I don’t ask folks to wait until they’re in immediate danger; that’s a good way to get good people killed. I don’t ask that of myself, and I won’t ask it of the police.

The first dictionary definition I see for ‘maniac’ is “a person exhibiting extreme symptoms of wild behavior, especially when violent and dangerous.” If there’s a better way to describe the behavior of a guy committing suicide by cop, I’d like to hear it.

But you have a point: I don’t know what was going on inside his head. I know he was acting irrationally while armed. I know he was, if you will, acting like a maniac. I know he was acting like someone I want the police to shoot. I know he was acting how I’d act, were I (a) a maniac, (b) committing suicide by cop, or (c) both.

I don’t care why the armed man was acting irrational and deranged; I care that the armed man was acting irrational and deranged. Given an armed man who acts like Yatim acted, I would’ve shot him like the cop did – or voted to acquit said cop, like said jury did. Would you have voted to acquit, if he’d stopped at three shots?

(But shooting him when he’s not acting irrational and deranged, well, see, that’s a completely different thing; after all, I don’t want the police to shoot me when I’m not acting irrational and deranged.)

The first three shots weren’t over-reach.

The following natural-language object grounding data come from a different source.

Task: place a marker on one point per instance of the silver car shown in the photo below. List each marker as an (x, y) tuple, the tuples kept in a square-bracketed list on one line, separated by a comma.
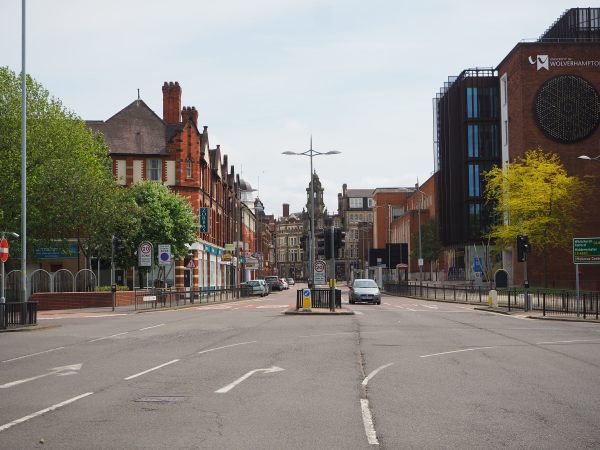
[(364, 290)]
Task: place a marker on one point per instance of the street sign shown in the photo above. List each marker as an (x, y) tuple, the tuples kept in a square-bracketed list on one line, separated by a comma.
[(586, 250), (4, 250), (319, 272), (306, 299), (164, 254), (145, 254), (203, 220)]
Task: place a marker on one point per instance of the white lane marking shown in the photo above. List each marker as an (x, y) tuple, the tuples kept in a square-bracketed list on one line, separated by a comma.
[(108, 337), (230, 386), (455, 351), (225, 346), (33, 354), (150, 370), (153, 326), (6, 426), (328, 334), (568, 342), (375, 372), (64, 370), (368, 422)]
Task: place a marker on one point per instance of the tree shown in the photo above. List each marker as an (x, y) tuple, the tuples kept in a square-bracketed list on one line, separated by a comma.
[(535, 196), (161, 217), (70, 188)]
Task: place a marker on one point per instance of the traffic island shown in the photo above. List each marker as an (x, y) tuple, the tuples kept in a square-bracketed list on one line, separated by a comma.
[(319, 312)]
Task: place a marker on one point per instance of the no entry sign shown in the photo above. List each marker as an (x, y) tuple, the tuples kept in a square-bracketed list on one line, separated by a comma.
[(4, 250)]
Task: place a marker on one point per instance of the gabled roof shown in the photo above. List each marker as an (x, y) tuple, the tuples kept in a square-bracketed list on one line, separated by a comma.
[(136, 129)]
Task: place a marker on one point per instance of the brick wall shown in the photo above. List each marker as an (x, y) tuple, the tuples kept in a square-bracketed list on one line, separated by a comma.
[(75, 300)]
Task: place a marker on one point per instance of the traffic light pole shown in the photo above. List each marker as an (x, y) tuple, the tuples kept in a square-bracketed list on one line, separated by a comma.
[(332, 277)]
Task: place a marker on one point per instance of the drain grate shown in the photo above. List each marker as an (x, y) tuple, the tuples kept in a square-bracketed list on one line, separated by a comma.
[(160, 399)]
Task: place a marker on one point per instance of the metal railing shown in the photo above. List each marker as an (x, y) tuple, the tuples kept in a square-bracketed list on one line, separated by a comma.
[(18, 314), (549, 302), (155, 298), (320, 298)]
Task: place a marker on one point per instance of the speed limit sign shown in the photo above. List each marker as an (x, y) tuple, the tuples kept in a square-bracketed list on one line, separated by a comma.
[(145, 254)]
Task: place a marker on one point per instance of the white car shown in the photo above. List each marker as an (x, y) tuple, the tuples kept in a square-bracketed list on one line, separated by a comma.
[(364, 290), (284, 283)]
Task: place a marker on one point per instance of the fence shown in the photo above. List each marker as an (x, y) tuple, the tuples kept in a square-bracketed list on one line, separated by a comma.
[(320, 298), (17, 314), (549, 302), (173, 297)]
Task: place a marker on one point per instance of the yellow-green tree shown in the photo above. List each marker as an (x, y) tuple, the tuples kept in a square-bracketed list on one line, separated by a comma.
[(534, 195)]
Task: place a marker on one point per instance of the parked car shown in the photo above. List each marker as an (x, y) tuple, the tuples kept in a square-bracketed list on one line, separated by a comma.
[(364, 290), (284, 283), (257, 287), (273, 282)]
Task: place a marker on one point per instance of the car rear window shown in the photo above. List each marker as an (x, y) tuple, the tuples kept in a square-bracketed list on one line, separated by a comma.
[(365, 283)]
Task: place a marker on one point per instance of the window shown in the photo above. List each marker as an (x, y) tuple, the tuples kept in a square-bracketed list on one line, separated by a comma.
[(153, 171), (474, 185), (188, 167), (355, 202)]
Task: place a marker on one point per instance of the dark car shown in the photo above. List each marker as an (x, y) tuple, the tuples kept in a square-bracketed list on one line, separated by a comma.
[(273, 282)]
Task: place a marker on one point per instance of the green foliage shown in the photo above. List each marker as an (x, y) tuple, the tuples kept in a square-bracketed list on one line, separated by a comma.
[(537, 198), (161, 217), (70, 188)]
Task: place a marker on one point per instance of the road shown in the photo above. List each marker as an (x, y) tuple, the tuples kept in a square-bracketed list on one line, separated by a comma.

No, they were. The suspect was alone, isolated, and clearly unstable. If the officer couldn’t handle the situation he should’ve let another take charge (it was a circus of police by the time the shooting happened). He lost his cool. And he killed a kid. Completely unnecessary.

It’s my understanding that the “kid” was old enough to vote: old enough to be tried as an adult, and old enough to serve in the military – and old enough to serve as a juror, ruling on whether a cop who shoots an armed and clearly unstable adult acted legally by doing so. By a strange coincidence, I’m old enough to vote; old enough to be tried as an adult; old enough to serve in the military or on a jury – and old enough that I’d have ruled those shots weren’t murder, because I’m old enough to know what happens when you act like Yatim did after getting the warnings Yatim got.